In [1]:
import importlib
import random

import numpy as np
import pandas as pd
import torch
from sklearn.metrics import auc, precision_recall_curve, roc_curve
from torch.utils.data import DataLoader, random_split

from suitability.datasets.wilds import get_wilds_dataset, get_wilds_model
from suitability.filter import suitability

importlib.reload(suitability)

from suitability.filter.evals import split_dataset_into_folds
from suitability.filter.suitability import SuitabilityFilter

random.seed(32)
np.random.seed(32)

In [None]:
root_dir = "/mfsnic/u/apouget/"
device = torch.device("cuda" if torch.cuda.is_available() else "cpu")

datasets_to_test = ["fmow", "civilcomments", "rxrx1", "amazon"] # "iwildcam"
splits_to_test = ["id_", ""]
step_size = 0.01
num_random_tries = 100

df_sf = pd.DataFrame(columns=["Dataset", "Split", "ROC AUC", "PR AUC"])
df_feat = pd.DataFrame(
    columns=["Dataset", "Split", "Feature", "Type", "ROC AUC", "PR AUC"]
)


def compute_roc_pr_auc(p_vals, ground_truth):
    roc_auc = auc(*roc_curve(ground_truth.flatten(), p_vals.flatten())[:2])
    precision, recall, _ = precision_recall_curve(
        ground_truth.flatten(), p_vals.flatten()
    )
    pr_auc = auc(recall, precision)
    return roc_auc, pr_auc


for data_name in datasets_to_test:
    for split in splits_to_test:
        if data_name == "civilcomments" and split == "id_":
            continue
        print(f"Testing {data_name} for split {split}")

        # Get data
        dataset_val = get_wilds_dataset(
            data_name,
            root_dir,
            split + "val",
            batch_size=64,
            shuffle=False,
            num_workers=4,
        ).dataset
        test, regressor = random_split(dataset_val, [0.5, 0.5])
        test_data = DataLoader(test, batch_size=64, shuffle=False, num_workers=4)
        regressor_data = DataLoader(
            regressor, batch_size=64, shuffle=True, num_workers=4
        )
        user_data = get_wilds_dataset(
            data_name,
            root_dir,
            split + "test",
            batch_size=64,
            shuffle=True,
            num_workers=4,
        )

        print(
            f"Test size: {len(test_data.dataset)}, Regressor size: {len(regressor_data.dataset)}, User data size: {len(user_data.dataset)}"
        )

        # Get model
        model = get_wilds_model(data_name, root_dir, algorithm="ERM")
        model = model.to(device)
        model.eval()

        # Construct suitability filter
        suitability_filter = SuitabilityFilter(model, test_data, regressor_data, device)
        test_features, test_corr = suitability_filter.get_features(test_data)
        suitability_filter.train_regressor()
        all_user_features, all_user_corr = suitability_filter.get_features(user_data)
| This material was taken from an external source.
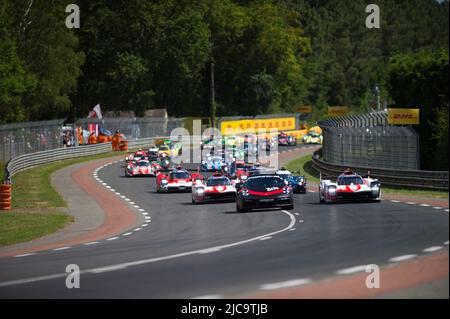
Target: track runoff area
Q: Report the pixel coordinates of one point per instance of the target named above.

        # Evaluate suitability
        test_acc = np.mean(test_corr)
        target_accuracies = np.arange(
            test_acc - step_size / 2 - 4 * step_size,
            test_acc + step_size / 2 + 5 * step_size,
            step_size,
        )
        num_acc_folds = len(target_accuracies)

        corrs = np.zeros((num_random_tries, num_acc_folds))
        p_vals_sf = np.zeros((num_random_tries, num_acc_folds))
        p_vals_feat = np.zeros(
            (np.shape(all_user_features)[1], num_random_tries, num_acc_folds)
        )
        p_vals_feat_reg = np.zeros(
            (np.shape(all_user_features)[1], num_random_tries, num_acc_folds)
        )

        for j in range(num_random_tries):
            folds, actual_accuracies = split_dataset_into_folds(
                all_user_corr, target_accuracies=target_accuracies
            )
            corrs[j] = np.array(actual_accuracies)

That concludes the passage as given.